Sixteen-year old Maleck moved to the village of Saint Jean two months
ago and would like to run away - back to Paris where he had friends who
enjoyed making films as much as he does. Now Maleck's plans to escape
have been foiled by the post lady, who inadvertently hit his bike. She
also, surprisingly, delivered a letter to him - a letter from his
grandfather that was sent ten years ago. Ten years ago, in 2003, his
grandfather Abbas Ibn Firnas, 73 years-old, disappeared from the
village. According to Yvette, an 83 year-old widow, Abbas flew away.
Maleck, who drops out of high school to avoid the bullying he receives
there, is originally encouraged by his mother to spend more time with
Yvette, who knew his grandfather. During their visits she often confuses
him with his grandfather, but he also learns more about his
grandfather's life as an inventor and philosopher. She also teaches him
how to dance and lets him know that his grandfather, too, was an
outsider in the village. As Maleck learns more about him, he decides to
make a film about his grandfather's life.

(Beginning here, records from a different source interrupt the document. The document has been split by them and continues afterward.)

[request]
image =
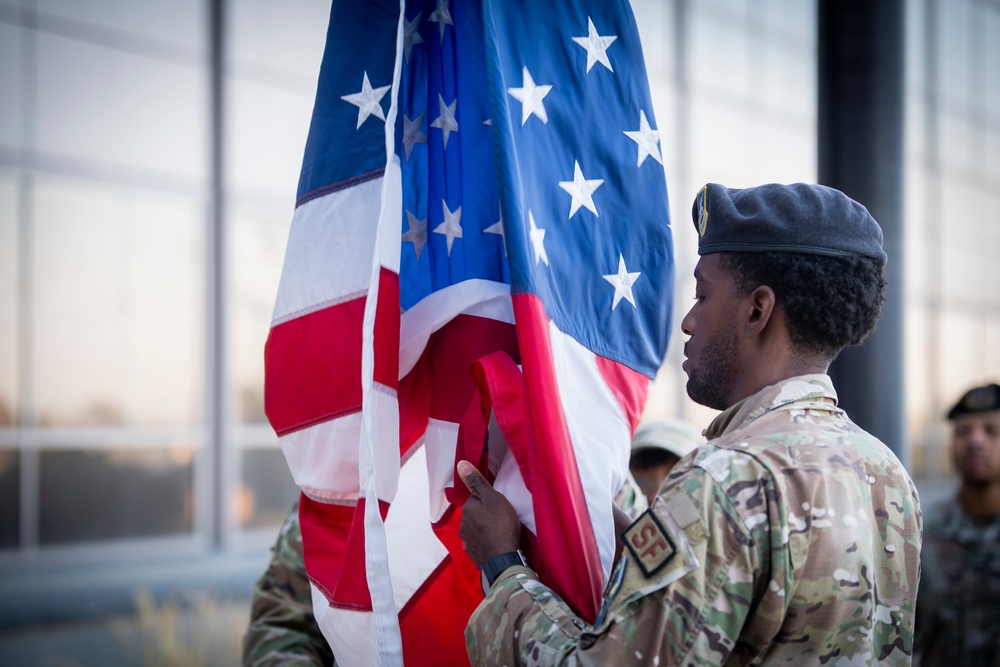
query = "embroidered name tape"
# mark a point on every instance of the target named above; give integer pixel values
(649, 543)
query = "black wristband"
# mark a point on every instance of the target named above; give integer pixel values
(495, 566)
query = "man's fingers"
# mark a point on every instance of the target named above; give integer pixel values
(473, 480)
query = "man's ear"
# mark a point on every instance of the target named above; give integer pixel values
(761, 302)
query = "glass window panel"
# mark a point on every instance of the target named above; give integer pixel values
(10, 84)
(267, 489)
(182, 22)
(10, 498)
(718, 56)
(915, 44)
(919, 247)
(991, 140)
(794, 17)
(921, 389)
(992, 347)
(718, 141)
(257, 238)
(953, 23)
(118, 315)
(990, 94)
(9, 300)
(101, 495)
(915, 126)
(790, 151)
(972, 215)
(737, 9)
(104, 105)
(728, 142)
(961, 343)
(789, 79)
(266, 135)
(955, 140)
(969, 276)
(278, 34)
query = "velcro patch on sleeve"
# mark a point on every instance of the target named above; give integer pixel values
(649, 543)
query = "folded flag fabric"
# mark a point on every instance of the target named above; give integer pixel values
(481, 243)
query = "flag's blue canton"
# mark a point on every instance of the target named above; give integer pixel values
(337, 151)
(588, 114)
(463, 94)
(448, 173)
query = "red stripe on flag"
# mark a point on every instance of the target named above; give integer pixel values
(563, 526)
(386, 332)
(313, 367)
(313, 363)
(430, 634)
(440, 385)
(629, 387)
(333, 547)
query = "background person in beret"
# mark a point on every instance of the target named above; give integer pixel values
(791, 536)
(958, 611)
(657, 446)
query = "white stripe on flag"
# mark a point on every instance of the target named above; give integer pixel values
(330, 247)
(483, 298)
(600, 433)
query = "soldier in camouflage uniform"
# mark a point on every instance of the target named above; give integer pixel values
(958, 619)
(282, 631)
(792, 536)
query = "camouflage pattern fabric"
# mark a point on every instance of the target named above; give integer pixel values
(282, 631)
(791, 537)
(630, 498)
(958, 611)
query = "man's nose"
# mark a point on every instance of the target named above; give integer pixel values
(687, 324)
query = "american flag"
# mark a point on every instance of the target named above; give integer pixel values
(481, 235)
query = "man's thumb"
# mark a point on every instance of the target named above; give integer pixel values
(473, 480)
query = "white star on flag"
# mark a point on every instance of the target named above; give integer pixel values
(530, 96)
(451, 227)
(416, 234)
(537, 237)
(411, 36)
(596, 46)
(446, 121)
(581, 190)
(367, 101)
(412, 134)
(622, 282)
(441, 16)
(648, 140)
(497, 228)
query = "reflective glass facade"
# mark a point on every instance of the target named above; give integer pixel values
(134, 282)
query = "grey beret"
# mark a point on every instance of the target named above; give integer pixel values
(671, 435)
(800, 218)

The novel opens with Maleck imprisoned, where he is encouraged to
express himself by writing this book. Chapters alternate between the
lives of Abbas (starting in 1937) and Maleck's life leading up to what
put him in prison. There are also occasionally brief interludes - short
chapters referencing the writing of the book. The chapters featuring
Abbas have the feel of historical fiction while the present day chapters
featuring Maleck feel like a coming-of-age novel. Maleck's chapters
will anger and frustrate you as he deals with the bullies found in Saint
Jean while dreaming of becoming a film maker and rising above, flying
away, from the mundane limiting existence in his small town. Maleck
drops many references to films in his chapters, as a budding film maker
would be prone to do.
Constable does an exquisite job utilizing his beautiful, poetic prose to
weave both narratives together into a complex, complete story. At the
back of the novel are two source guides, one to the origination of the
quotes used by one character and one for Maleck's film references. Both
Abbas and Maleck are well-developed characters. With them Constable has
created complete portraits of complex individuals and the choices, good
and bad, that they made in their lives.
My review copy was courtesy of Benjamin Constable and Editions du Délirium.